Argh, sorry…I’m doing that thing where I mix work and leisure. I just finished working on Week of Our Lives, and I’ve moved onto what I think is going to be the next big hit comedy: Friendly Misfits. It’s about a bunch of people who are all around each other’s homes all the time, or hanging out in a coffee shop very much like this one and getting themselves into hilarious scrapes. And now I just can’t detach myself; I come to the café to relax, but I start casting everyone in the show and I can’t stop. You’ve got the mother, who cares a lot but shows it in really strange ways, like buying an official café cat. The foreign cousin who’s a total ladies’ man with insecurity issues. It all just falls into place and if nothing else, I’m getting a load of inspiration. Seriously, this is great material.

The father is definitely getting worked in, somehow…a well-meaning member of the Melbourne tree stump removal industry who can’t let his old job go. It’s like tree lopping, but…it’s stump removal.

-Natalie

Finding Fishing Friends

stainless steel fabricationAt some point I realised that I wasn’t going to make any friends just by sitting at home and wishing that I had some. I don’t get out all that much any more, not since Martha passed on, but it finally got too much the other day. I’m still hale and hearty, I still go for hikes every weekend, so I can’t just let myself fade away socially! Good thing Johnny’s Café opened recently, otherwise I probably would’ve had to drive a good twenty minutes or so just to find the nearest decent coffee joint. It would’ve been that, or trying to chat up that lady in the wool shop every day. She might be my type, I’m really not sure.

So I lumbered in, had a good chat to Johnny- seen him around a bit, but never chatted to him until now- and tried to see if any old fellows my age were interested in chatting about fishing rod holders and hook size variations.
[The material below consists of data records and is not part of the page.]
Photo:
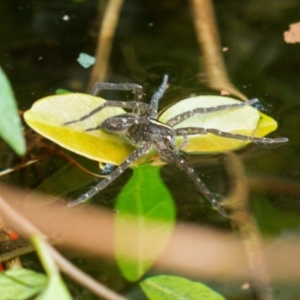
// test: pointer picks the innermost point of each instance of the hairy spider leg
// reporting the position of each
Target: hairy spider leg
(136, 88)
(201, 186)
(122, 104)
(135, 155)
(157, 96)
(119, 123)
(202, 110)
(197, 130)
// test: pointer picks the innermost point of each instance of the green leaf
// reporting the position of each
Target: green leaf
(10, 124)
(19, 284)
(48, 115)
(146, 205)
(177, 288)
(56, 288)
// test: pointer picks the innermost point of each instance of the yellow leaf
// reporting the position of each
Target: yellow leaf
(243, 120)
(48, 115)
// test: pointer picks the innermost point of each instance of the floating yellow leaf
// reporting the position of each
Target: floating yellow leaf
(48, 115)
(243, 120)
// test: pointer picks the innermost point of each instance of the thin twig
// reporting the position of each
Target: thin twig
(105, 39)
(28, 229)
(209, 44)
It’s pushing my luck a bit, I know…Martha always just tolerated my fishing habit when she was alive, never saying anything (because she was an absolute gem) but making it clear that she’d rather have a couple of friends over while I’m out on my boat. At least back then I could come home to her, even if I never tried to talk to her about snapper racks and such. Now I’d just really like some conversation. And if it can be on the subject of fishing, so be it!

I don’t just want to go and brazenly ask Johnny if any of the people who come in here like fishing. Browsing the online guestbook, it looks as if I’m not going to find what I’m looking for, at least not so far. Though not everyone has signed, I suppose. Maybe I just need to find a new hobby. Stop following the latest trends in marine stainless steel fabrication in Melbourne and start pursuing something else, though. Bridge, or bingo, or…skydiving. Don’t think I will, though. I’ll keep coming along to the café anyway, because you never know. Also, great coffee!